Obviously, though, this isn’t true. I don’t really understand, for instance, what section 751(b) of the Internal Revenue Code means. My tax professor in law school speculated that even the IRS might not entirely understand how to comply with it. But no court would declare section 751(b) void for vagueness (see this article, however). If you read a bunch of the void-for-vagueness cases, you might rightly wonder whether this doctrine has anything to do with the “ordinary person.” Those laws that get struck down as being too vague aren’t the ones that are difficult to understand—in fact, they’re often the very laws that do appeal to common sense. Like the Chicago law that instructed police officers to disperse any group of “criminal street gang members” found loitering on the street.
But what if you’re not even allowed to look at the rule? If the rule itself is secret, can the “ordinary person exercising ordinary common sense” understand and comply with it? That is, can “a small circle of people on the playground secretly make up new rules for the basketball game going on nearby, then wait with grins for someone to do something wrong?” Yes, says the U.S. Court of Appeals for the Ninth Circuit, and the U.S. Supreme Court doesn’t have a big problem with that answer. This is the Gilmore v. Gonzalez case, a case about the sort-of-requirement that you show identification to board a commercial flight in the United States.

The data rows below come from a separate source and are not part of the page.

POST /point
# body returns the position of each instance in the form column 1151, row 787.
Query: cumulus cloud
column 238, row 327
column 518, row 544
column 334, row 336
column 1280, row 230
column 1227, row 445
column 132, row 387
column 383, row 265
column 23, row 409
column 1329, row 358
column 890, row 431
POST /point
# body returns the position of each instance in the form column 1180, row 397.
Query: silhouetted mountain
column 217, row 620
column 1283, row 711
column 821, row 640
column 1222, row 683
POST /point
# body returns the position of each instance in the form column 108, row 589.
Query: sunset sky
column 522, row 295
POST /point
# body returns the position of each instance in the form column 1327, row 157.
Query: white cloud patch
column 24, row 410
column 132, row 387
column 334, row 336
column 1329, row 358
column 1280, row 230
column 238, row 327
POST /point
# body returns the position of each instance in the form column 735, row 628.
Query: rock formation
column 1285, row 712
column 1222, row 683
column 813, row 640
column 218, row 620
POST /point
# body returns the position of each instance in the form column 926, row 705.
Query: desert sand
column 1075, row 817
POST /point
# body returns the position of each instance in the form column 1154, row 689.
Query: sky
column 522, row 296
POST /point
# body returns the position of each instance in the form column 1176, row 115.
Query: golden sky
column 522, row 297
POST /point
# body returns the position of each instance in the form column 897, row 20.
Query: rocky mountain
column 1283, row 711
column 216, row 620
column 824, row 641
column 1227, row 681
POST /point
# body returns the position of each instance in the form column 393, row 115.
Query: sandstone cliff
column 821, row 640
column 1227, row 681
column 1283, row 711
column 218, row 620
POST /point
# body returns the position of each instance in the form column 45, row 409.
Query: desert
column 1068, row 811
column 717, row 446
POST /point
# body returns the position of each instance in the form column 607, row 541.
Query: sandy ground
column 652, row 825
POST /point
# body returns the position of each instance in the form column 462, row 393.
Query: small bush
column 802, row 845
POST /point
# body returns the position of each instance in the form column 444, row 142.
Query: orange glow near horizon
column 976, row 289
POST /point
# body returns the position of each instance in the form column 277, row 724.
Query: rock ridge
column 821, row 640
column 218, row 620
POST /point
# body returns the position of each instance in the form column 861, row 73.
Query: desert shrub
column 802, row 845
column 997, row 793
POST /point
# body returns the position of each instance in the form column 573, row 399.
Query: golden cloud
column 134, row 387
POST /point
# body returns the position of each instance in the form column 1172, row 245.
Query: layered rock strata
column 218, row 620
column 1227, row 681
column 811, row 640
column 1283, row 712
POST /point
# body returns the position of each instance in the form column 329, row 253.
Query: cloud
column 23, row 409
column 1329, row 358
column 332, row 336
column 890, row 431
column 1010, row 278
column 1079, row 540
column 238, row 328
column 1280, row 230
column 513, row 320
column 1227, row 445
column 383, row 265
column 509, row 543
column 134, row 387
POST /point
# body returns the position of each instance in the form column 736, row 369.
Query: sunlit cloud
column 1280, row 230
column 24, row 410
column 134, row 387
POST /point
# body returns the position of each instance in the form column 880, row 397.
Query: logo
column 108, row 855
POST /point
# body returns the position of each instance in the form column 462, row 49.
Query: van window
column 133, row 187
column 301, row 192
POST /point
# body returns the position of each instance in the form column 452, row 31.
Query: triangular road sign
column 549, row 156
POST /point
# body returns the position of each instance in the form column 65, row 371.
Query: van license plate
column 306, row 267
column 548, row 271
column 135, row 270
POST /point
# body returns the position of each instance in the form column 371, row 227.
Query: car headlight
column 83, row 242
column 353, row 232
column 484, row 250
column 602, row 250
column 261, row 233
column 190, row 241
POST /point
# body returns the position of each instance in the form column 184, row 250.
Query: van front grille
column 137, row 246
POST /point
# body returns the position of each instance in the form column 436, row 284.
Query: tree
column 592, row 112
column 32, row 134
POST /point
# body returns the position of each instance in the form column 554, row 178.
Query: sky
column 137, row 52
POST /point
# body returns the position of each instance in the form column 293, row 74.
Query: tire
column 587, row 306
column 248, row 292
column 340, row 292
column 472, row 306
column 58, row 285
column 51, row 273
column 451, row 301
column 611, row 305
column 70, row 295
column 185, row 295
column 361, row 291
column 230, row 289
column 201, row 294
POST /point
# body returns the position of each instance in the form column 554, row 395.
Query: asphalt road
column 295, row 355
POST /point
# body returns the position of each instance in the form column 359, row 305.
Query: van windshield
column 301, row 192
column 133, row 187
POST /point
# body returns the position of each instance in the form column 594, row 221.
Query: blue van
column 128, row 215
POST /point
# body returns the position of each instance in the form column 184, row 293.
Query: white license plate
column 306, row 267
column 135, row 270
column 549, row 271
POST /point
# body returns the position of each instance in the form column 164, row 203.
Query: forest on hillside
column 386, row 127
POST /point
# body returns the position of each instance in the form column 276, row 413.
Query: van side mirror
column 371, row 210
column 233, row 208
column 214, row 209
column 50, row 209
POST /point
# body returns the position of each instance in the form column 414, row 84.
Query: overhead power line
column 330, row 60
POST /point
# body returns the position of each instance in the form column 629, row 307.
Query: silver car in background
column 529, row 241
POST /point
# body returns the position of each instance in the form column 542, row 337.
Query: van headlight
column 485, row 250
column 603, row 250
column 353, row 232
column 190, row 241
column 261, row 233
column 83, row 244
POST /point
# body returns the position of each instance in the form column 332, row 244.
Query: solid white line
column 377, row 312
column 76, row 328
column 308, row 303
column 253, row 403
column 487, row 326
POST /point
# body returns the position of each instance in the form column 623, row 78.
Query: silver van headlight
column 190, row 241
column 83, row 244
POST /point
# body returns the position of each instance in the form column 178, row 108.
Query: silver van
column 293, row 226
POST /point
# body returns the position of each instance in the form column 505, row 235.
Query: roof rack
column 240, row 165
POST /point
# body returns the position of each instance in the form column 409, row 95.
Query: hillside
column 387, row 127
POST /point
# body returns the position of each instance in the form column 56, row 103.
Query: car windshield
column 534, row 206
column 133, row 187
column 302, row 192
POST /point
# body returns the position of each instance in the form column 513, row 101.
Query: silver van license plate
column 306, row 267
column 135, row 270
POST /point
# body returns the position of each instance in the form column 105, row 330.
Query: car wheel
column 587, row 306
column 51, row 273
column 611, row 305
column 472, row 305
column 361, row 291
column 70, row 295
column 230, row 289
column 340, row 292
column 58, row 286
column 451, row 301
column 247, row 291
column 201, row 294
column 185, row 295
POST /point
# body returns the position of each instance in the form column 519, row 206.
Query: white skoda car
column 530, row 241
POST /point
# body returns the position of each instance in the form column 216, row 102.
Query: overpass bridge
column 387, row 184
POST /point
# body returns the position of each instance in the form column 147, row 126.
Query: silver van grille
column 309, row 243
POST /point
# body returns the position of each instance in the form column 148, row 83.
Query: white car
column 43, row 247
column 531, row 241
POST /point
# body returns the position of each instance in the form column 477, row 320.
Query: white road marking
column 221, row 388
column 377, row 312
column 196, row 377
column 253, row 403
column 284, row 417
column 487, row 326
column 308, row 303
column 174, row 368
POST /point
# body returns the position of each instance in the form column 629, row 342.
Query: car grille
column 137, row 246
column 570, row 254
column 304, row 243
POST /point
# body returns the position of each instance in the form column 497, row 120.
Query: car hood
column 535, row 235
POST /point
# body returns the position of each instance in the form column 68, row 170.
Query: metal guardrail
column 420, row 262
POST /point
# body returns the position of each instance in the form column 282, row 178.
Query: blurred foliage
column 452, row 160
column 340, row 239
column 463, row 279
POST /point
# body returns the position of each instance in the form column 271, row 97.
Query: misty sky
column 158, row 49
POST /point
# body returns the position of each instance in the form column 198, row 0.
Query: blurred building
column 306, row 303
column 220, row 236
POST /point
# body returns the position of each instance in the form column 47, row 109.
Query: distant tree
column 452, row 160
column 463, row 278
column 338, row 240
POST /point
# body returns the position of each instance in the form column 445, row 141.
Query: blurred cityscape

The rule at issue there is a “Security Directive” that the Transportation Security Administration issued. The TSA is permitted to classify its Security Directives as “Sensitive Security Information” and refuse to disclose them to the public. The requirements (or whatever) that force you to show your ID before boarding an airplane have been kept secret in this way. So John Gilmore challenged this, saying this kind of rule should be void for . . . vagueness? Unknowableness?
A federal appellate panel that included both of Idaho’s Ninth Circuit judges rejected Gilmore’s claims. In an opinion (168 KB PDF) written by Judge Richard Paez (a Latino, LDS Clinton-appointee who worked for many years as a legal aid attorney), the court said that all that matters is whether the public knows what to do. “Although Gilmore was not given the text of the identification policy due to the Security Directive’s classification as SSI, he was nonetheless accorded adequate notice of the policy and how to comply.” This morning, the Supreme Court announced that it will not hear Gilmore’s case.